[News] Wives Of Ghanaian Policemen Embark On A Strike & Their Reason Makes SENSE

Wives Of Ghanaian Policemen Embark On A Strike & Their Reason Makes SENSE

So if law enforcers in this country cannot work in ‘fresh’ uniforms and boots, does that not a paint a vivid picture of the incorrigible direction we all heading towards?

The inevitable question which arises after reading this full report is how these policemen can combat crime when they are woefully under-resourced including their uniforms and boots.

Well, here’s why we are fuming; the association of police wives are not happy with the poor conditions of service meted out to their husbands.

According to them, their husbands are tired of wearing faded uniforms and torn boots in single rooms.

According to Mrs. Comfort Tsumedzor, President of the Police wives association in the Central Region, their husbands consistently wear tattered and faded uniforms as well as torn boots because the service for a very long time appears not to be procuring new uniforms for them.

“I am pleading with the government to help get them with new uniforms and other logistics that will improve in the discharge of their professional duties. It is embarrassing to see our husbands wear tattered uniforms and boots. You can see the uniforms looking very faded on them to the extent we sympathize with them”, she said during the Police week celebration in Cape Coast.

Mrs. Comfort Tsumedzor observed that being a policeman these days is a herculean task underscoring the need for them to be properly catered for in order to boost their morale in the discharge of their duties by protecting lives and property.

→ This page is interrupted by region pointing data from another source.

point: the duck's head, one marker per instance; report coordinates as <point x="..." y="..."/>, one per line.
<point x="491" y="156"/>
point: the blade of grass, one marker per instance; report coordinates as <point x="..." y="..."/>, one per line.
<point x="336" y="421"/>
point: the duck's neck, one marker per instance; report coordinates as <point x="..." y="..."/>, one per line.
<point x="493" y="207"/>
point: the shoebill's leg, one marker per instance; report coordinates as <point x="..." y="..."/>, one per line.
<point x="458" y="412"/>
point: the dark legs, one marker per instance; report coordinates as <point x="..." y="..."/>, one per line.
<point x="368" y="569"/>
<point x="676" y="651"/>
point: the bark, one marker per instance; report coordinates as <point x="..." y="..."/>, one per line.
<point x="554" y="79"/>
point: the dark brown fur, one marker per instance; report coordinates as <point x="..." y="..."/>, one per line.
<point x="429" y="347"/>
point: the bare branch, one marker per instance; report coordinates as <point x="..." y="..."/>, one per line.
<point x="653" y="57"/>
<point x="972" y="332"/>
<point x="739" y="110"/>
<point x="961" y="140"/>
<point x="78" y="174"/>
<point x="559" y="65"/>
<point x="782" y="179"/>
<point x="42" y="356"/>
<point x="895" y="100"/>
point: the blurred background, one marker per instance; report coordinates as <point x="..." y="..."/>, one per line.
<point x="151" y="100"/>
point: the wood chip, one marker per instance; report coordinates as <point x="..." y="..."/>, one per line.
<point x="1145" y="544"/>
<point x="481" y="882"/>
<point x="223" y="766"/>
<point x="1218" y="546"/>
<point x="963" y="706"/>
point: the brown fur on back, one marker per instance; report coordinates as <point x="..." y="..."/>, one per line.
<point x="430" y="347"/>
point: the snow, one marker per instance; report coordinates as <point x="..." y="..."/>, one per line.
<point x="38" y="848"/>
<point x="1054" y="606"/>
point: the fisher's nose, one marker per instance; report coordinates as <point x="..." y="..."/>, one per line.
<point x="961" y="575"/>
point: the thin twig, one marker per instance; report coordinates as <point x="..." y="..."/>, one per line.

“I will plead with the government that working as a policeman is difficult these days so government should do well and give them good uniforms. They are using old and faded uniforms, their boots and other logistics. They do not have the needed requirements for the work they do”, she stressed.

Speaking on accommodation challenges bedeviling the families of policemen, she urged the government to facilitate the construction of residential facilities to ease the congestion in police barracks.

“We share single and sometimes two small rooms with our families and our husbands are unable to get enough rest since the kids are always around and playing. This affects them emotionally and physically because they are unable to regain their lost strength before they resume work the next day”, she bemoaned.

To this end, she appealed to the service to consider erecting structures on large tracks of land it has rather than allow police personnel to rent rooms amongst the communities.